AGENCY TARGET SETTING

3

There are a number of benefits to consultation:


Increased buy-in and “ownership” – For targets to be effective, it is important that they are “owned” by those charged with delivering them. If delivery staff do not feel a target captures what they think is important about improving services, or if they consider a target to be centrally imposed, it is unlikely to motivate them.



Reduced likelihood of perverse incentives / distorting effects – Delivery staff will often be aware of how a target definition could drive unintended behaviours. •

Better informed targets – for example, front line staff will often be well positioned in terms of understanding customer concerns, and may identify opportunities for improved service delivery.



Increased understanding, at the front line, about what is trying to be achieved. NHS Purchasing and Supply - The objectives in the business plan were developed during a two-day workshop amongst 80 managers. This ensured that:


they were representative of the business;



there was clear and early understanding of objectives, so the dissemination process was quicker and easier;



there was ownership of the targets amongst staff.
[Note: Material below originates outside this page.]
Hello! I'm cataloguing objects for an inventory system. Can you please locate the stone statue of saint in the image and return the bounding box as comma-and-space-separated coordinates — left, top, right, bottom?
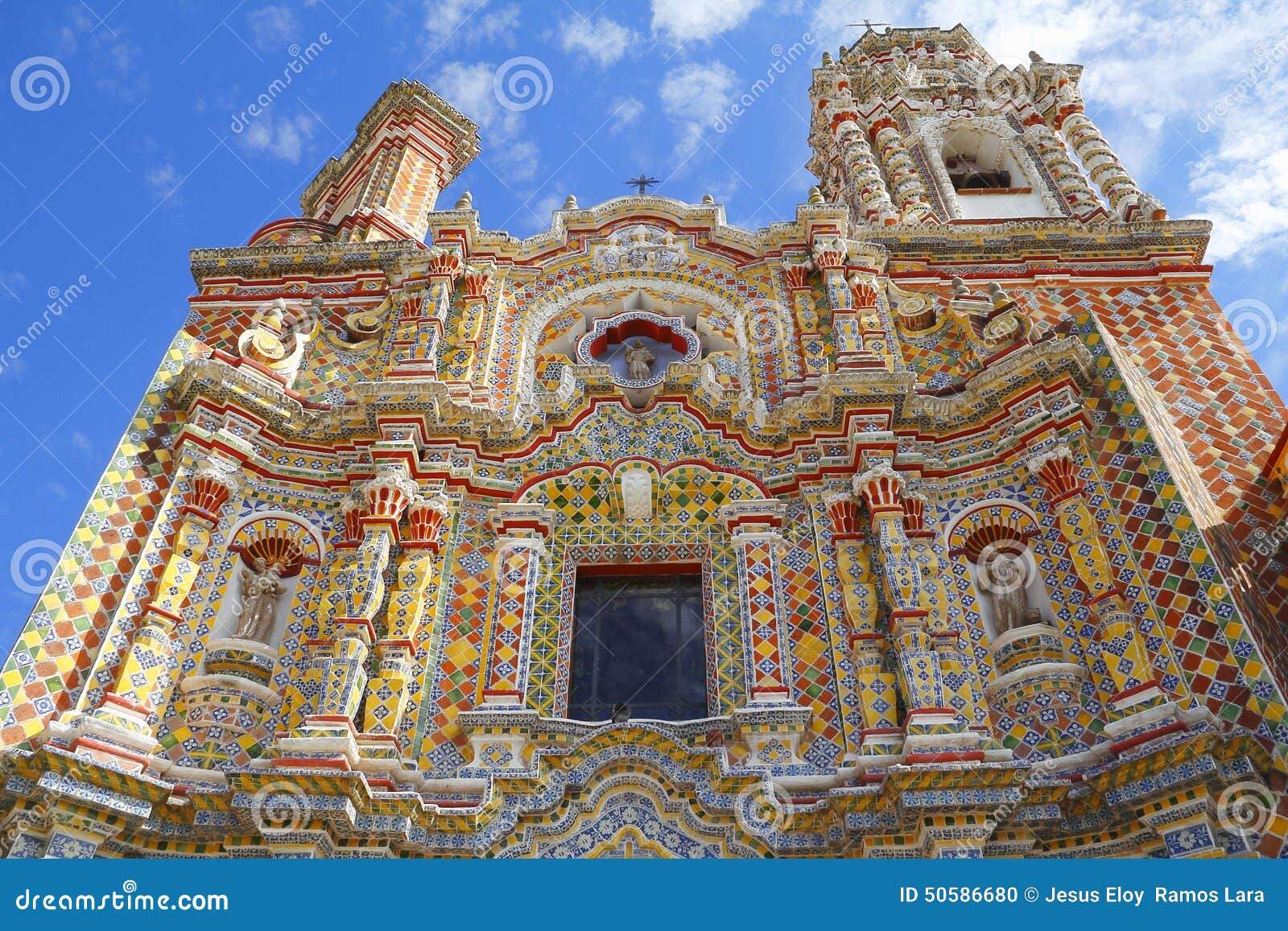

The Rent Service sent their draft business plan to major stakeholders including the Local
Government Association and pressure groups, providing them with genuine influence over what was included in the plan.

Defence Vetting Agency held an autumn workshop with customer representatives and stakeholders, with the aim of endorsing and agreeing changes to key targets. The agency believes that this has been very helpful in raising new ideas and focusing attention on customer requirements. 3.9

The process of consultation needs to be carefully managed. It is important to manage expectations by setting clear parameters, where possible – i.e. what can be influenced by the consultation and what can not.

3.10

In developing targets, the views of delivery staff and stakeholders will need to be balanced with the overall needs of the agency and the department.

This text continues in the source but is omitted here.